Keywords

1 Introduction

Satisfaction is one of the three main components of usability [8], along with effectiveness and efficiency. Practitioners are used to testing this component through standardized questionnaires after that people have gain some experience in the use of a website. In particular, experts are used to applying short scales of satisfaction analysis to reduce the time and the costs of the assessment of a website. Among the quick satisfaction scales, the most popular tool of assessment is SUS [9]. SUS is a free and highly reliable instrument [1014], composed of only 10 items on a five-point scale (1: Strongly disagree; 5: Strongly agree). To compute the overall SUS score, (1) each item is converted to a 0-4 scale for which higher numbers indicate a greater amount of perceived usability, (2) the converted scores are summed, and (3) the sum is multiplied by 2.5. This process produces scores that can range from 0 to 100. Despite the fact SUS was designed to be unidimensional, since 2009, several researchers have showed that this tool has two-factor structures: Learnability (scores of items 4 and 10) and Usability (scores of items 1-3 and 5-9) [2, 3, 13, 1517]. Moreover, the growing availability of SUS data from a large number of studies [13, 18] has led to the production of norms for the interpretation of mean SUS scores, e.g., the Curved Grading Scale (CGS) [16]. Using data from 446 studies and over 5,000 individual SUS responses, Sauro and Lewis [16] found the overall mean score of the SUS to be 68 with a standard deviation of 12.5.

The Sauro and Lewis CGS assigned grades as a function of SUS scores ranging from ‘F’ (absolutely unsatisfactory) to ‘A+’ (absolutely satisfactory), as follows: Grade F (0–51.7); Grade D (51.8–62.6); Grade C- (62.7–64.9); Grade C (65.0–71.0); Grade C+ (71.1–72.5); Grade B- (72.6–74.0); Grade B (74.1–77.1); Grade B+ (77.2–78.8); Grade A- (78.9–80.7); Grade A (80.8-84.0); Grade A+ (84.1–100).

Recently, two new scales were proposed as shorter proxies of SUS [17]: the UMUX, a four-item tool [1, 19], and the UMUX-LITE composed of only the two positive-tone questions from the UMUX [3]. The UMUX items have seven points (1: Strongly disagree; 7: Strongly agree) and both the UMUX and its reduced version, the UMUX-LITE, are usually interpreted as unidimensional measures. The overall scales of the UMUX and UMUX-LITE range from 0 to 100. Their scoring procedures are:

UMUX: The odd items are scored as [score − 1] and even items as [7 − score]. The sum of the item scores is then divided by 24 and multiplied by 100 [1].

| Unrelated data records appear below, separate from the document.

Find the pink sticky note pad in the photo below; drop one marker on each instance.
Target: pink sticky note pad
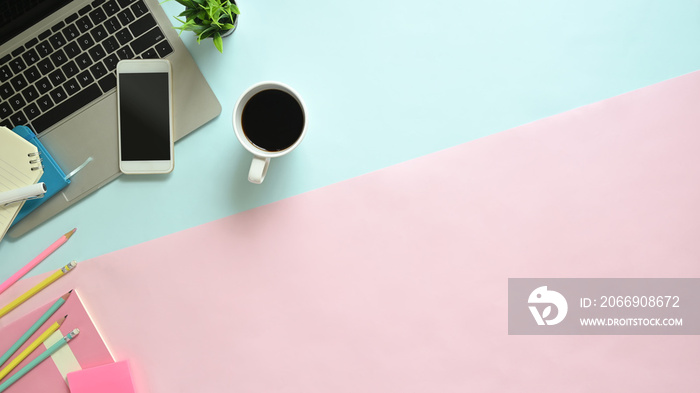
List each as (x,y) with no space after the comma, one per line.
(110,378)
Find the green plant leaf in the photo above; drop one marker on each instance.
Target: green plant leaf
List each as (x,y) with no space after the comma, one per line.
(186,3)
(218,42)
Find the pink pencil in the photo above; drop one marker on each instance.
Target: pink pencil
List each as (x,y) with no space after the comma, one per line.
(58,243)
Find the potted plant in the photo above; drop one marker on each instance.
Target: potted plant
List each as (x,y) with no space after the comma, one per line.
(209,19)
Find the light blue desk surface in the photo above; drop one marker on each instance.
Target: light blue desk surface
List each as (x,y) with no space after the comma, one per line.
(384,82)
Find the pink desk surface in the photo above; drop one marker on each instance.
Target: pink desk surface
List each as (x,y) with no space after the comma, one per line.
(396,281)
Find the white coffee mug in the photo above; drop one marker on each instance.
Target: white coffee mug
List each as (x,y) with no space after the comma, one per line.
(262,156)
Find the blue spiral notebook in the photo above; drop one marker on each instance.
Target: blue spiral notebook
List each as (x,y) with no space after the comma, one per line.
(54,178)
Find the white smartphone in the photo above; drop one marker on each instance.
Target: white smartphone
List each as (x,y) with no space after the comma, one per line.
(144,106)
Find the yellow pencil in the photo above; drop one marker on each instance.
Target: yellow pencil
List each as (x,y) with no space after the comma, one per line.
(38,287)
(34,345)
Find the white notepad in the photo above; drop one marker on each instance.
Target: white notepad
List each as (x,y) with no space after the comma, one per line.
(20,166)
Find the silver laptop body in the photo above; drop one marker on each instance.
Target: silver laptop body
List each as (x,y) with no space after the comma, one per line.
(91,131)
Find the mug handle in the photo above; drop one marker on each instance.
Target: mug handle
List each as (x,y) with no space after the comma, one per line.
(258,169)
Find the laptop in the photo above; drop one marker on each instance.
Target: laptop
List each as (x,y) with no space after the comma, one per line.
(57,76)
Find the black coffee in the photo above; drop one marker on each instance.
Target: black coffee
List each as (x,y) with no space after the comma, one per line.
(272,120)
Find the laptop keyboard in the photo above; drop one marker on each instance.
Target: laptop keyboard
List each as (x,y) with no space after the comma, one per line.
(73,63)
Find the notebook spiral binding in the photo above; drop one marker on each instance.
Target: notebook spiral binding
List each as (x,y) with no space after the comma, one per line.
(35,158)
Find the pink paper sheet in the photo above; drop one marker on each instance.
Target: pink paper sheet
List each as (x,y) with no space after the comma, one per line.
(396,281)
(88,348)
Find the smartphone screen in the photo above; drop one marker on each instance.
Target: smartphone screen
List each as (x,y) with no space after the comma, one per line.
(144,116)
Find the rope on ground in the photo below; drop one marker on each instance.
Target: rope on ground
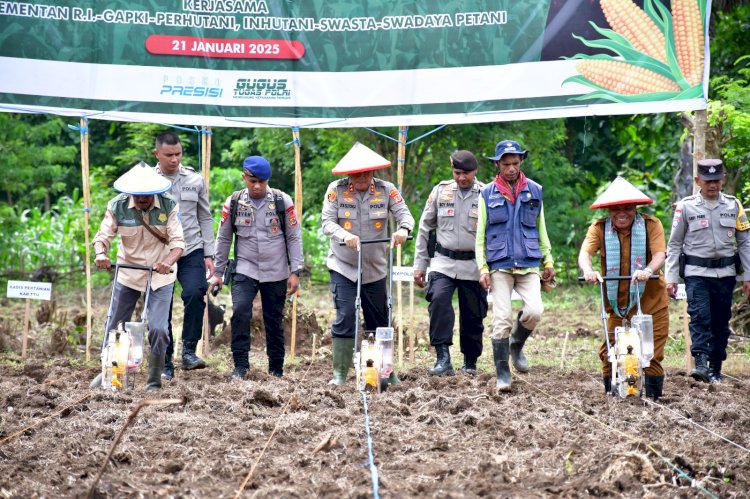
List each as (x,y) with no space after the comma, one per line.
(370,454)
(693,482)
(131,418)
(273,433)
(34,425)
(696,424)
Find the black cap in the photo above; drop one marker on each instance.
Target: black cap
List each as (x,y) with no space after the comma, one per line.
(464,160)
(710,169)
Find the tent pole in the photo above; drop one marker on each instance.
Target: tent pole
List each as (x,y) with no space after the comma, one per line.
(86,218)
(298,208)
(206,173)
(402,131)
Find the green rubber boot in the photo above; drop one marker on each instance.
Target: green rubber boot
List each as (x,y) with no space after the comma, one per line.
(343,351)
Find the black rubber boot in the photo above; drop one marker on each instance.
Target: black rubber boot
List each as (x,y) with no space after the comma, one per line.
(700,373)
(500,352)
(470,366)
(168,373)
(276,367)
(714,371)
(343,351)
(155,368)
(238,374)
(443,365)
(654,386)
(518,338)
(191,361)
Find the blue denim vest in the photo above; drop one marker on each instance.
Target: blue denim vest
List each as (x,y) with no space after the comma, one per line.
(512,232)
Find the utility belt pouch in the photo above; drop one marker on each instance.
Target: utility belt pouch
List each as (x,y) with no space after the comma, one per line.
(229,270)
(432,243)
(738,264)
(682,264)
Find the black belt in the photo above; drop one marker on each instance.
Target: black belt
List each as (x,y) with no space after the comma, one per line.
(455,255)
(710,263)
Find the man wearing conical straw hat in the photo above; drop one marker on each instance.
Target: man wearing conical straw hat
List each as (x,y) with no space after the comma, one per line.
(629,243)
(356,208)
(145,217)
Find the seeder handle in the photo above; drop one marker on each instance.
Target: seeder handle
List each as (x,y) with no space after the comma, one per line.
(372,241)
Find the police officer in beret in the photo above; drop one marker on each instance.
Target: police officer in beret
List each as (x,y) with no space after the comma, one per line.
(452,211)
(268,259)
(512,245)
(708,248)
(197,262)
(357,207)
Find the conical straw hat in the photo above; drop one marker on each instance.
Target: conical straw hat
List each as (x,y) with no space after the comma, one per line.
(620,191)
(142,180)
(360,158)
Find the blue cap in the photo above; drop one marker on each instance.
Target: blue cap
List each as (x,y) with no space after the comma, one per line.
(508,147)
(258,166)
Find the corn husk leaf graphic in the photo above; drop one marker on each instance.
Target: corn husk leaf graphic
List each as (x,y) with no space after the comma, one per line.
(644,70)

UMUX-LITE: The two items are scored as [score − 1], and the sum of these is divided by 12 and multiplied by 100 [3]. As researchers showed [1, 3, 19], SUS, UMUX, and UMUX-LITE are reliable (Cronbach’s α between .80 and .95) and correlate significantly (p < .001). However, for the UMUX-LITE, it is necessary to use the following formula (1) to adjust its scores to achieve correspondence with the SUS [3].

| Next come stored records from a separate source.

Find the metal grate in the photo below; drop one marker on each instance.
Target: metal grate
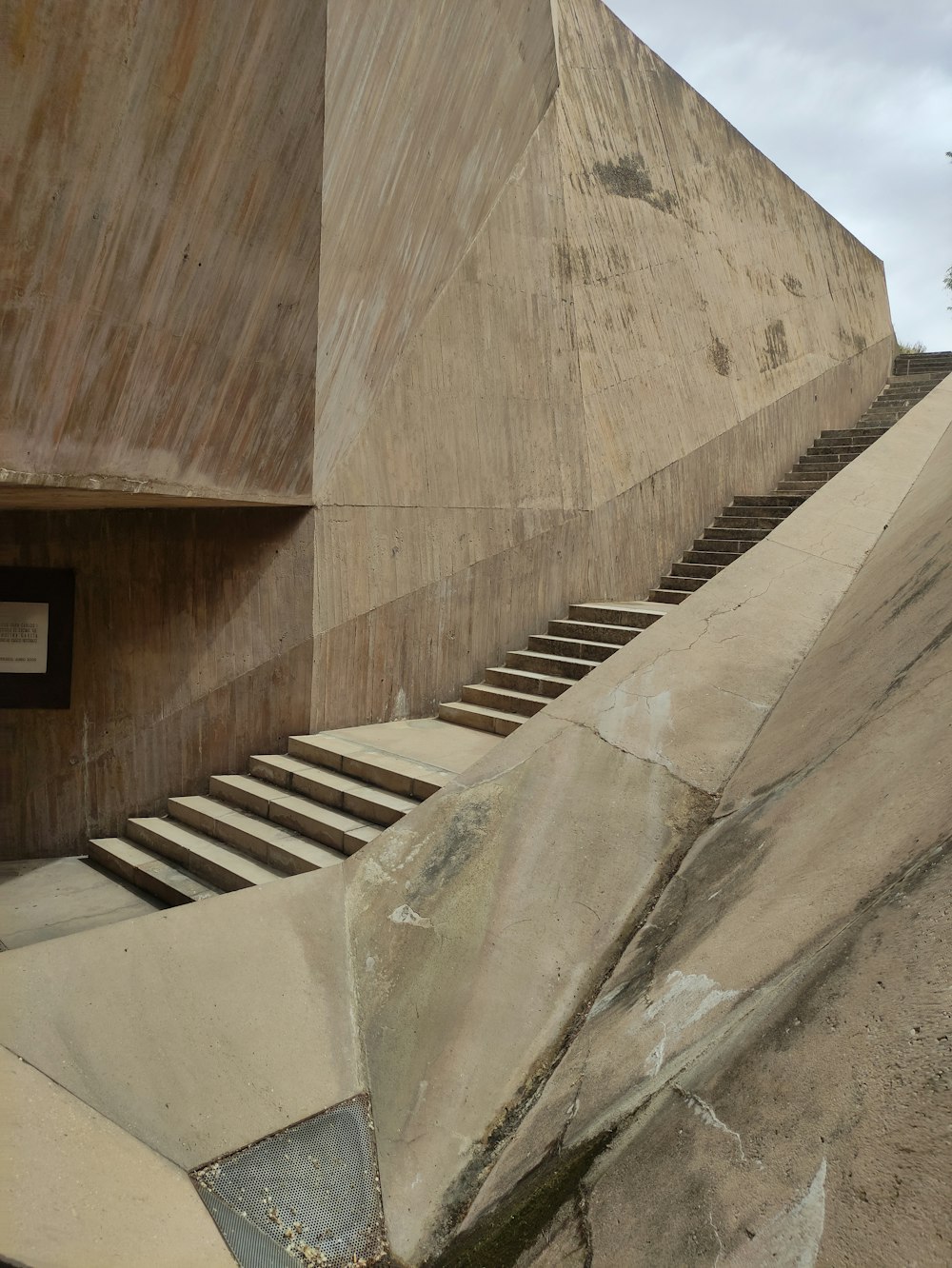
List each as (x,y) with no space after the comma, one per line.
(309,1194)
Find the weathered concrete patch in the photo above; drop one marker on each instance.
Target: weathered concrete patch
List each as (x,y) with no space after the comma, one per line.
(500,915)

$$ {\text{UMUX}} - {\text{LITE }} = \, . 6 5\left( {\left[ {\text{Item 1 score}} \right] + \left[ {\text{Item 2 score}} \right]} \right) \, + { 22}. 9. $$
(1)

Despite the fact short scale of satisfaction analysis is quite well known and used in HCI studies, rarely have the psychometric properties of these scales been analyzed by researchers when applied to test the usability of an interface with disabled users. This is because elderly and disabled people are often excluded from the usability evaluation cohorts because they are considered “people with special needs” [20], instead of possible end-users of a product with divergent and alternative modalities of interaction with websites. Nevertheless, as suggested by Borsci and colleagues [21], the experience of disabled users has a great value for HCI evaluators and for their clients. Indeed, to enrich an evaluation cohort with sub-samples of disabled users could help evaluators to run a sort of stress test of an interface [21].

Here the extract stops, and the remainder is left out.